Samimi ve nesuh tövbeye en büyük örneklerden birisi Kerbela kahramanlarından Hürr b. Yezit Riyahi’dir. Hürr, Kerbela’da Yezit tarafındayken kendisini ‘Cennet ve Cehennem’ arasında görüp tövbe etti ve İmam Hüseyin’in (a.s) tarafına geçti. Kerbala’da ki ilk şehit oldu ve temiz bir şekilde Rabbiyle mülakat etti. Hürr b. Yezit Riyahi o tövbe ve şahadetiyle çok yüce bir makama ulaştı. O kadar yüce bir makam ki türbesini ziyaret edenlerin duası onun hürmetine kabul olmaktadır.

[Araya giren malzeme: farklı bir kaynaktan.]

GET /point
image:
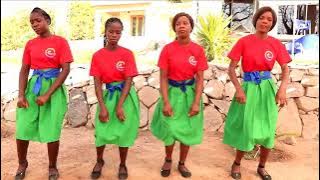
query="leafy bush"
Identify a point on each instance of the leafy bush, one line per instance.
(214, 35)
(81, 21)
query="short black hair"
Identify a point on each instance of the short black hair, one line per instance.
(108, 23)
(43, 13)
(261, 11)
(177, 16)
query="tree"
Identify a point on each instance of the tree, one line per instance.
(214, 35)
(240, 12)
(81, 21)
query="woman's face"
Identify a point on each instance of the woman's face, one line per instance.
(183, 27)
(113, 33)
(38, 23)
(264, 22)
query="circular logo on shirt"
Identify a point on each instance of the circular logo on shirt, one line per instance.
(50, 52)
(268, 55)
(192, 61)
(120, 65)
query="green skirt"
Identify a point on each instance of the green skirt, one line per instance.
(42, 123)
(255, 121)
(114, 131)
(179, 127)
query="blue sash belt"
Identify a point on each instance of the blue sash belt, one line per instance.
(182, 84)
(52, 73)
(256, 76)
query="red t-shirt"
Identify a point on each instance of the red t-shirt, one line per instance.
(49, 52)
(259, 54)
(113, 66)
(182, 62)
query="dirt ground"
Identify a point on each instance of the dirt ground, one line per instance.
(209, 161)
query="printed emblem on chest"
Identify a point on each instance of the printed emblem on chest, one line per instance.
(50, 52)
(192, 61)
(120, 65)
(268, 55)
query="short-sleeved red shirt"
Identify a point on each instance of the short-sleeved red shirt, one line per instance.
(182, 62)
(259, 54)
(49, 52)
(113, 66)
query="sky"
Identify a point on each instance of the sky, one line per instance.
(9, 8)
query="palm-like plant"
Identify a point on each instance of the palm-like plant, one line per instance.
(214, 35)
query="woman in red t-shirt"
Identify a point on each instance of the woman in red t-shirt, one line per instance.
(118, 112)
(253, 113)
(179, 113)
(42, 101)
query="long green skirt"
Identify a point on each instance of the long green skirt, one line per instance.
(42, 123)
(255, 121)
(115, 131)
(179, 127)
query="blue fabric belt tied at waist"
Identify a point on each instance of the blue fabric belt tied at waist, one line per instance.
(112, 88)
(256, 76)
(182, 84)
(52, 73)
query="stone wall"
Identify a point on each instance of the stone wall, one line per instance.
(299, 118)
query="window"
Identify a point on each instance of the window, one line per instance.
(137, 25)
(241, 12)
(298, 19)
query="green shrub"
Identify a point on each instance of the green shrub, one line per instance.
(81, 21)
(214, 35)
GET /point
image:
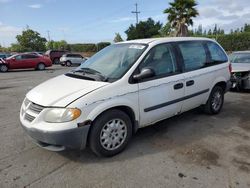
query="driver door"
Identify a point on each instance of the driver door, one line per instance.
(161, 96)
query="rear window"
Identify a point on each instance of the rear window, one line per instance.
(217, 54)
(194, 55)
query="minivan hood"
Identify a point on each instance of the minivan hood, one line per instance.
(240, 67)
(62, 90)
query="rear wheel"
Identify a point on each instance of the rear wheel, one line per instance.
(110, 133)
(56, 61)
(40, 66)
(68, 63)
(215, 101)
(3, 68)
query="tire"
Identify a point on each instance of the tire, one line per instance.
(56, 61)
(3, 68)
(68, 64)
(215, 101)
(107, 140)
(40, 66)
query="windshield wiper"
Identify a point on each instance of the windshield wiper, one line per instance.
(90, 73)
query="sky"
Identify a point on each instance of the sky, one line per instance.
(83, 21)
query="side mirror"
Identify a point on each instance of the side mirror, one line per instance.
(145, 73)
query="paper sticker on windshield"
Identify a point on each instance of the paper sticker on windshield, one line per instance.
(137, 46)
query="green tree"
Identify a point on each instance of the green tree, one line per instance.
(247, 28)
(58, 45)
(31, 40)
(17, 48)
(209, 32)
(166, 30)
(215, 31)
(118, 38)
(199, 30)
(180, 14)
(144, 29)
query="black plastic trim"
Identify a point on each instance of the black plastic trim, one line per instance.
(175, 101)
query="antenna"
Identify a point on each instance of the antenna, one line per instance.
(48, 35)
(136, 12)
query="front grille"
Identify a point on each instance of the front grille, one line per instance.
(36, 108)
(30, 110)
(29, 117)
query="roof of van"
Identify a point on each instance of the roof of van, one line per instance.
(166, 39)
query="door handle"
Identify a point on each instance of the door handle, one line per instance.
(178, 86)
(190, 83)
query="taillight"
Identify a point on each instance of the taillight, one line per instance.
(230, 67)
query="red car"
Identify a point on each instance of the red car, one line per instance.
(23, 61)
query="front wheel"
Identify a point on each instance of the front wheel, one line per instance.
(3, 68)
(40, 66)
(110, 133)
(215, 101)
(68, 63)
(56, 61)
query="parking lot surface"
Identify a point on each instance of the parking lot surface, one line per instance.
(190, 150)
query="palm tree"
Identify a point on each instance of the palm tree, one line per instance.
(180, 15)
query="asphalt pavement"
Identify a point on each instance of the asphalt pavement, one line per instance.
(190, 150)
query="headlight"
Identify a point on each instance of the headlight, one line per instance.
(59, 115)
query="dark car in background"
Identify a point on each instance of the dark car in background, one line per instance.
(4, 55)
(240, 69)
(25, 60)
(70, 59)
(55, 55)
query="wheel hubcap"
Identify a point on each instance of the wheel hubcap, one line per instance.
(41, 67)
(217, 101)
(113, 134)
(3, 68)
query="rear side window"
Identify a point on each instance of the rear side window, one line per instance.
(194, 55)
(217, 54)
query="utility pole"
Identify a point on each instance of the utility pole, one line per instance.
(48, 35)
(136, 12)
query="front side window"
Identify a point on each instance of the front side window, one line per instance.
(161, 59)
(217, 54)
(242, 58)
(194, 55)
(19, 57)
(115, 60)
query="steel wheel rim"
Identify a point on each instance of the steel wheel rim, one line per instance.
(216, 101)
(113, 134)
(41, 66)
(3, 68)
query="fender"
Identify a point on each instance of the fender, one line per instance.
(112, 103)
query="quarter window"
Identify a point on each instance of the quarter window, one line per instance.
(161, 59)
(217, 54)
(194, 55)
(242, 58)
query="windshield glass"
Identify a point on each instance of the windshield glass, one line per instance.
(114, 61)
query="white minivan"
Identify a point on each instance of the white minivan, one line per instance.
(126, 86)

Tövbede acele etmek gerekir. Çünkü iki olumsuz etkisi vardır. Birincisi tövbe edemeden ecelinin gelmesi ihtimali ve diğeri ise günahlardan dolayı kalbinin katılaşması ve tamamıyla tövbeye kapanma ihtimalidir.


Tövbenin Şartları:


Hz. İmam Ali (a.s) bir hadsisinde şöyle buyurdu: ‘İstiğfar bir kelimedir ama altı manası ve basamağı vardır.


Geçmiş günahlardan dolayı pişman olması.


Günahı terk etmeye ve gelecekte yapmamaya tam kararlılık.


Yenilmiş olan kul haklarının iade edilmesi ve Allah huzuruna varıldığında üzerinde kul hakkının bulunmaması.


Geçmiş dönemde yapılmayan farzların kazasının yerine getirilmesi.


Günahla bedende oluşan etlerin pişmanlık ve üzüntüyle eritilmesi ve helal rızıkla yerine etlerin toplanması.


Günahtan tat aldığı gibi itaatten de tat alması.


Bunları yerine getirdikten sonra diliyle ‘esteğfirullah’ demesi ve tövbe etmesidir.